NHL: Russian players all clear for games in Czech Republic

NHL: Russian players all clear for games in Czech Republic
San Jose Sharks forward Alexander Barabanov, of Russia, controls the puck against the Anaheim Ducks during the first period of an NHL hockey game Sunday, Sept. 26, 2021, in Anaheim, Calif. The Czech Foreign Ministry told two NHL teams opening the season in Prague that any Russian players would not be welcome because of the war in Ukraine, prompting league officials to downplay the impact of the attempted ban. The Nashville Predators and San Jose Sharks are to play regular season games on Oct. 7 and 8 at Prague’s O2 Arena. (AP Photo/Ringo H.W. Chiu, File)

Russian players on two NHL teams opening the season in the Czech Republic will be allowed to participate in the two Global Series games in Prague after all.

The Czech government has dropped its attempted ban of Russian players on the rosters for San Jose and Nashville, NHL Deputy Commissioner Bill Daly said Thursday. The move paves the way for the Sharks and Predators to travel to Europe this weekend for practices and exhibition games in Germany and Switzerland, respectively, before facing off at Prague’s O2 Arena Oct. 7 and 8.

The Czech Foreign Ministry last week said Russian players would not be granted entry into the country because of their nation’s invasion of Ukraine. Czech officials could not be reached late Thursday. The Czech Republic was one of the first EU countries to stop issuing visas to Russian nationals following the February invasion, with some exceptions.

Daly had expressed confidence that the two Russians on the team’s rosters would play. Nashville has forward Yakov Trenin and San Jose has Alexander Barabanov, along with Evgeny Svechnikov, who is in training camp on a tryout agreement.

The Predators said last week they were told not to expect any issues. The Sharks, from captain Logan Couture to general manager Mike Grier, took an all-or-nothing stance.

“We’re a team, so if they say some guys can’t go, either we all go or no one goes,” Grier said. “It’s not the players’ fault. They didn’t do anything wrong. I don’t think they should be punished for it. We stand with them, and we’re all together as one in here.”

The NHL has never considered banning Russians, many of whom are some of the most skilled hockey players in the world. Commissioner Gary Bettman told The AP during the spring Russians “are performing in the NHL for their NHL team for NHL fans.”
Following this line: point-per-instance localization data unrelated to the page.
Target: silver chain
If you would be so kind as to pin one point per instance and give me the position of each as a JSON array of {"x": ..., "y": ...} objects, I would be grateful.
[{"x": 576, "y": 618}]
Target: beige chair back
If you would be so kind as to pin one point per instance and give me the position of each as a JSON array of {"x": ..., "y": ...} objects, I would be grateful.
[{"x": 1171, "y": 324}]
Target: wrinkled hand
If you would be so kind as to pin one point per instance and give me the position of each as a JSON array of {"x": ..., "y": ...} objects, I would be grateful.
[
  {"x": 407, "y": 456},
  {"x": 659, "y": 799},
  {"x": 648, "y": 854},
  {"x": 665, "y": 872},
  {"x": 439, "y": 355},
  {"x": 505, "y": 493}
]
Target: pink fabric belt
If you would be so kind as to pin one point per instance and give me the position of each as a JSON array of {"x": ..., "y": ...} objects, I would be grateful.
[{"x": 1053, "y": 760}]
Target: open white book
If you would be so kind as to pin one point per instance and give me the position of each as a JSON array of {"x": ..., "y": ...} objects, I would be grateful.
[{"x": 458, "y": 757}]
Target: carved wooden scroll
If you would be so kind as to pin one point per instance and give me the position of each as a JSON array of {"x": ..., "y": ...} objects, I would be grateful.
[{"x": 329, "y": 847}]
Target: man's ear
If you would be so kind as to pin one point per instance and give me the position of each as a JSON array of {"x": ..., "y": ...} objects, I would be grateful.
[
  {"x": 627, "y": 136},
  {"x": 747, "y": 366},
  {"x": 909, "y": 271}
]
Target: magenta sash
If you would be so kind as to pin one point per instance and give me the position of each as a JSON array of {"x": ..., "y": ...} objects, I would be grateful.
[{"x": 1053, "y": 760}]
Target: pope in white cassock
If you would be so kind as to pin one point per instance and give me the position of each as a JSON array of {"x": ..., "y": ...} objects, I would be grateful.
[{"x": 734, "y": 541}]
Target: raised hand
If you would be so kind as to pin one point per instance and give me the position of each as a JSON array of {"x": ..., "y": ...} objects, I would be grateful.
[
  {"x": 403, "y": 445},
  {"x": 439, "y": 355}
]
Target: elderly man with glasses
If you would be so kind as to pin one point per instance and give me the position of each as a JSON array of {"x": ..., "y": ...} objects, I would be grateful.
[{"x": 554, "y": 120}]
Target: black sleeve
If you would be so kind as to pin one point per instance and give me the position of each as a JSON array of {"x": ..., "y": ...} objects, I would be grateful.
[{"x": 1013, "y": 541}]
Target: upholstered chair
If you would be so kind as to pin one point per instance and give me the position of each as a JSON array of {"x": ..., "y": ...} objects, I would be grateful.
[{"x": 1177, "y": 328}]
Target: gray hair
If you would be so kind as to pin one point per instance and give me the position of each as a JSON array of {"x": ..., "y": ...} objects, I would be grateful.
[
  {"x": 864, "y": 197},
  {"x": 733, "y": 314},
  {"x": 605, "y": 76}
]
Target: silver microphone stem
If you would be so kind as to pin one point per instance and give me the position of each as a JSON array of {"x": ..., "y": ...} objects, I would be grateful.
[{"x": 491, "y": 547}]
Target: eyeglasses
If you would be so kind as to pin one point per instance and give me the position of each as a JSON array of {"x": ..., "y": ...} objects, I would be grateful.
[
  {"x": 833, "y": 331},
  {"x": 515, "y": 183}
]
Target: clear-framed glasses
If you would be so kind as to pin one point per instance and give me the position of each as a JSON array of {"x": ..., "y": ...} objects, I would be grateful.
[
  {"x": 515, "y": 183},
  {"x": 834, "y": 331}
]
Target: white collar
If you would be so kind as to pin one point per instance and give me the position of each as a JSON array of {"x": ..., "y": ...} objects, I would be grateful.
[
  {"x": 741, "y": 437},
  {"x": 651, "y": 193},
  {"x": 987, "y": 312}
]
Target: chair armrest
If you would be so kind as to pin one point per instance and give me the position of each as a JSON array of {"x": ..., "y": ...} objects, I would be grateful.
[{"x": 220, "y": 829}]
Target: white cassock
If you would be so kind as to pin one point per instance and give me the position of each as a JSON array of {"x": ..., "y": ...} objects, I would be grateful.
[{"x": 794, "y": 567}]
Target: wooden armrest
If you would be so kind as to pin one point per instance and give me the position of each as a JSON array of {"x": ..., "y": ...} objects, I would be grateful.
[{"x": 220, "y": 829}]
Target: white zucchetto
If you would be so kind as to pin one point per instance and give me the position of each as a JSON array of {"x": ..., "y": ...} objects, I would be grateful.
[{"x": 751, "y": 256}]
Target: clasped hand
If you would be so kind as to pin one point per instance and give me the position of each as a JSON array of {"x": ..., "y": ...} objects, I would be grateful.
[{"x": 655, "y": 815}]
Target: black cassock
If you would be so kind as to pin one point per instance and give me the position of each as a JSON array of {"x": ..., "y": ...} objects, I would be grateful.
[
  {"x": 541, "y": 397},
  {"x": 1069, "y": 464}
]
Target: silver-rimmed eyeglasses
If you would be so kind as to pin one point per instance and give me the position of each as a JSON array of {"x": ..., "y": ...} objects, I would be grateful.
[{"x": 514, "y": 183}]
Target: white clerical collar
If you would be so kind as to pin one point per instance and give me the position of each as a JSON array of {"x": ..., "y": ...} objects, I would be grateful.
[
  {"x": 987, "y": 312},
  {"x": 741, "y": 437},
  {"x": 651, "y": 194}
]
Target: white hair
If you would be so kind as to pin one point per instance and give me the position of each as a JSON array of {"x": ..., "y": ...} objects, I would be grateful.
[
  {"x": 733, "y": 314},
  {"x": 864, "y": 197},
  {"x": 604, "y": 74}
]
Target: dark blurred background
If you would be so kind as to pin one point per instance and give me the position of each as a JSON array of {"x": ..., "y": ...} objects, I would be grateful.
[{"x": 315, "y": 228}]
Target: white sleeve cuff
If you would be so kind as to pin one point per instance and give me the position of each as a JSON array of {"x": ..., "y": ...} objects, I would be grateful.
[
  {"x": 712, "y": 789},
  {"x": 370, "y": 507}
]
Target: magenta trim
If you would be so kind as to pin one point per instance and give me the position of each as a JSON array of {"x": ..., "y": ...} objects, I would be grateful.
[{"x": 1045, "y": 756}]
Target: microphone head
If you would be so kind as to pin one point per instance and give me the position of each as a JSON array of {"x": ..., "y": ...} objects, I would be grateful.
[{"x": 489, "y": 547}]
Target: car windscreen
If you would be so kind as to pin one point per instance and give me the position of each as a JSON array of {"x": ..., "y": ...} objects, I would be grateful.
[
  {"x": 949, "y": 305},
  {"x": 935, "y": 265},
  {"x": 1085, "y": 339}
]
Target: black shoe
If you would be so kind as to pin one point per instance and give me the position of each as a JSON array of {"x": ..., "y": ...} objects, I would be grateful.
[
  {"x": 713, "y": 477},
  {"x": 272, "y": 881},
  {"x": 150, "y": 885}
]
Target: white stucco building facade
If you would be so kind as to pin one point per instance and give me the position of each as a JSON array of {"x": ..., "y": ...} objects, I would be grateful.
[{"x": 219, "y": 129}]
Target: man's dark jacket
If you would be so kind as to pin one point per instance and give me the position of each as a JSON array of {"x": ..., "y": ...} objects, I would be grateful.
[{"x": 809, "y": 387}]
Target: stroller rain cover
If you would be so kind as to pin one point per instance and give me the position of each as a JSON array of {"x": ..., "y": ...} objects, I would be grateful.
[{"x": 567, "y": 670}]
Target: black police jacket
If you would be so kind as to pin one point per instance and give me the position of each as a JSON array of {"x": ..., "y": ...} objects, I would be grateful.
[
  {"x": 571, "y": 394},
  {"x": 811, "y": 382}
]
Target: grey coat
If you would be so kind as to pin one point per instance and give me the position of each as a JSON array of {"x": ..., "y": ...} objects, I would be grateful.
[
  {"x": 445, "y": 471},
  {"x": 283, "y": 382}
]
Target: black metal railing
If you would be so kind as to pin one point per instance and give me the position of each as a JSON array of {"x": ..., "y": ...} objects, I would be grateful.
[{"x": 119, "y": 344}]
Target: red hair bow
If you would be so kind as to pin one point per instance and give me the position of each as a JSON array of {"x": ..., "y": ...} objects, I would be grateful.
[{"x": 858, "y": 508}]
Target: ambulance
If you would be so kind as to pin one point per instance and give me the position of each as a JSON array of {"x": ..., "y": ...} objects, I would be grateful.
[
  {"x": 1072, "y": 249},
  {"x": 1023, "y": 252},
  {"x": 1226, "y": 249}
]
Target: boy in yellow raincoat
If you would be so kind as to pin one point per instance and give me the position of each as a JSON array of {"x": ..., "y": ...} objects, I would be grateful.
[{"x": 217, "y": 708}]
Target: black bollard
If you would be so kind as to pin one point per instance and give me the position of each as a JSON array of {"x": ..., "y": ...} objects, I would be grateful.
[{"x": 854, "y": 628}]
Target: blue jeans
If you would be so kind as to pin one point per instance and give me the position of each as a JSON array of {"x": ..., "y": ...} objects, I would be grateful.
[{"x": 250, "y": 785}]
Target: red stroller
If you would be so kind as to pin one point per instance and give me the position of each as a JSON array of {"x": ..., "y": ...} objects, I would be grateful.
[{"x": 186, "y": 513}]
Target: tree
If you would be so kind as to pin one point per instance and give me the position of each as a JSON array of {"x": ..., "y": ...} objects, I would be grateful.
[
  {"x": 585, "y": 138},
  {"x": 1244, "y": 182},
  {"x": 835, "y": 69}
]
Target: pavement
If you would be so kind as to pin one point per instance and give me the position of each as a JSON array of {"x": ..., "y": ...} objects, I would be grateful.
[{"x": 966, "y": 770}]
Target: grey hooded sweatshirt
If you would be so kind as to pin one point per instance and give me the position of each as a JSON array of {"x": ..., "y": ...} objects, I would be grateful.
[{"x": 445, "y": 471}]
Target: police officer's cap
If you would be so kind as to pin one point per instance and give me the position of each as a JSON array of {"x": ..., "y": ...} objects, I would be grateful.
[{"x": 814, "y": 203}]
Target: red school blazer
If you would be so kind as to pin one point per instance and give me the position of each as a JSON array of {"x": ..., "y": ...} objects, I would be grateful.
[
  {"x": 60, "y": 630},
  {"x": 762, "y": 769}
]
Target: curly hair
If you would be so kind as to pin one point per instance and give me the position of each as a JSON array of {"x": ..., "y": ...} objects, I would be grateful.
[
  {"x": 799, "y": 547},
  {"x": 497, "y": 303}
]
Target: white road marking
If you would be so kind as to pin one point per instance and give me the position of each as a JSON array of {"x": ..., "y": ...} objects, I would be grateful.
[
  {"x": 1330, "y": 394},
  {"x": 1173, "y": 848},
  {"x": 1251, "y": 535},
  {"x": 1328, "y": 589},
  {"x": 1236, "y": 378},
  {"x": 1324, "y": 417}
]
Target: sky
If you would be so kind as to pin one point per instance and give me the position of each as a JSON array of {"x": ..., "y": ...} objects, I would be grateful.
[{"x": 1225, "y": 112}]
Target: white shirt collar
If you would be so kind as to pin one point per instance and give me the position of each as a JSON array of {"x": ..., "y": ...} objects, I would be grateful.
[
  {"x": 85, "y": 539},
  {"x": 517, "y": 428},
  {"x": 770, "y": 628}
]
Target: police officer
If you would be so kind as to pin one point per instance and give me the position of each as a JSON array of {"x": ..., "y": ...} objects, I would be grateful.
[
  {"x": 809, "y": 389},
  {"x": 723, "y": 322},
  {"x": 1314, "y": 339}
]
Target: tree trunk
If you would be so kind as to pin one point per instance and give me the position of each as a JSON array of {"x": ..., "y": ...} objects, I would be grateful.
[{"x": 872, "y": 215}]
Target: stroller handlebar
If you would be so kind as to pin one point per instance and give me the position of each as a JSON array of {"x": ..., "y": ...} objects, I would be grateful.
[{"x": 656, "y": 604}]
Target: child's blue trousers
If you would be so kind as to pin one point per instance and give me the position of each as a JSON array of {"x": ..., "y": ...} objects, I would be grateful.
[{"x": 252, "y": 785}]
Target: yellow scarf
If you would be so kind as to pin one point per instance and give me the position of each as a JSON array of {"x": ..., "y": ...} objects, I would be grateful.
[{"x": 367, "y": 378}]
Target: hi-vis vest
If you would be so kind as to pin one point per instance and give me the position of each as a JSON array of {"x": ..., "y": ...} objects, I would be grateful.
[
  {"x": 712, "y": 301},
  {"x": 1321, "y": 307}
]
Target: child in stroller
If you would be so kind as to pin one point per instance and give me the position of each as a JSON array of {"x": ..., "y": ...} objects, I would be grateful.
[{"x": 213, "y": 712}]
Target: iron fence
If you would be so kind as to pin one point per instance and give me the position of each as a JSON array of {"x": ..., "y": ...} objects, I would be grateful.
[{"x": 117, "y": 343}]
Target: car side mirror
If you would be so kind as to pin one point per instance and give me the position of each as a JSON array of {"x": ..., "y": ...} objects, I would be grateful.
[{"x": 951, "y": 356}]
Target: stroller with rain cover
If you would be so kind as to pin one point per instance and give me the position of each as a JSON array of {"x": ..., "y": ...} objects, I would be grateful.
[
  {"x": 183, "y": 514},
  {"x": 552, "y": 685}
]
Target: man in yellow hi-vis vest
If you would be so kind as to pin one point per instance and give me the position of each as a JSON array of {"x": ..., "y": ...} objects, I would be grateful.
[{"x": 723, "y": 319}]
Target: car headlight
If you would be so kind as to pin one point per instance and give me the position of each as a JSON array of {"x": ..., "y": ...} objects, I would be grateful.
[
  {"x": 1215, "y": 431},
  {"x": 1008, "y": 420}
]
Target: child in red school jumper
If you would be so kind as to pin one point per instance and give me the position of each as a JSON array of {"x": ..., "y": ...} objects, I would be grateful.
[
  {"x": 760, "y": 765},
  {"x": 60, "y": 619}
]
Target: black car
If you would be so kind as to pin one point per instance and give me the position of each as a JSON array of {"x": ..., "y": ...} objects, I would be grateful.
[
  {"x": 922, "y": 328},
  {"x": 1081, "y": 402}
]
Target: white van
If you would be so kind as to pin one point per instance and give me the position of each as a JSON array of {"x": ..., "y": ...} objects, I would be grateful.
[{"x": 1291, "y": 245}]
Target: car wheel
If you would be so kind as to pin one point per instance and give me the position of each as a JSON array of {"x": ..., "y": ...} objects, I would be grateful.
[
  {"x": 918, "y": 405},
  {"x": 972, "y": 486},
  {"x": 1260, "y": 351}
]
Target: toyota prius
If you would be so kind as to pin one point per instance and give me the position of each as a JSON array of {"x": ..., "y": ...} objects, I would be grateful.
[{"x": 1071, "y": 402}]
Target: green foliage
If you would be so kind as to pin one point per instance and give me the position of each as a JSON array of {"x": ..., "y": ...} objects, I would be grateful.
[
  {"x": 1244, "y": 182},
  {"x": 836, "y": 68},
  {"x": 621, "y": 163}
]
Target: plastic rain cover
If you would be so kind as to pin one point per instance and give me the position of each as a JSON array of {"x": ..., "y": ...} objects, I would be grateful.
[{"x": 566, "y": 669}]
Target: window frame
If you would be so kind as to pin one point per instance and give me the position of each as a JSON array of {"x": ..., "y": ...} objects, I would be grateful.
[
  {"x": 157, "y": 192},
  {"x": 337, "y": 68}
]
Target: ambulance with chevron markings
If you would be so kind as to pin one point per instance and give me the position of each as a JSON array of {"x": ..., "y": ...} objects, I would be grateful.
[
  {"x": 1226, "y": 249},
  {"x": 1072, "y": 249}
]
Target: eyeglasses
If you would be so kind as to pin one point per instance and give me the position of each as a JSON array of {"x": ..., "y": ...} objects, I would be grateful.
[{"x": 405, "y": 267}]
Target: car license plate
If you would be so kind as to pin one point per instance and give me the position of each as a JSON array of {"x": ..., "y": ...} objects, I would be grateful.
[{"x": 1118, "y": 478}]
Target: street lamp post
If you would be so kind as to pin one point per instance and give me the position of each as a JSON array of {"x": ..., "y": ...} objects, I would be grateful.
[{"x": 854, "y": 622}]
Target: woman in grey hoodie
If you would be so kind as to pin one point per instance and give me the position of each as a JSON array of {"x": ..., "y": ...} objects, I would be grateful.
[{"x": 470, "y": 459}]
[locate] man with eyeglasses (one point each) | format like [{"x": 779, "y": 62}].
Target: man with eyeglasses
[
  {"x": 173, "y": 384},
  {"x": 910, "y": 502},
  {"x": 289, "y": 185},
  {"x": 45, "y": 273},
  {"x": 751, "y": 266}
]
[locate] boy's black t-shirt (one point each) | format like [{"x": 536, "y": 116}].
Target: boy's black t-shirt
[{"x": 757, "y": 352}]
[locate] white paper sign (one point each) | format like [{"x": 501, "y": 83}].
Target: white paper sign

The league did bar players from taking the Stanley Cup from going to Russia or closely allied Belarus this summer. Valeri Nichushkin was the only Russian player on the Cup champion Colorado Avalanche.

The NHL is returning to Europe for its first games outside of North America since 2019. After the two games in Prague, the Avalanche and Columbus Blue Jackets will play twice in Tampere, Finland, on Nov. 4-5.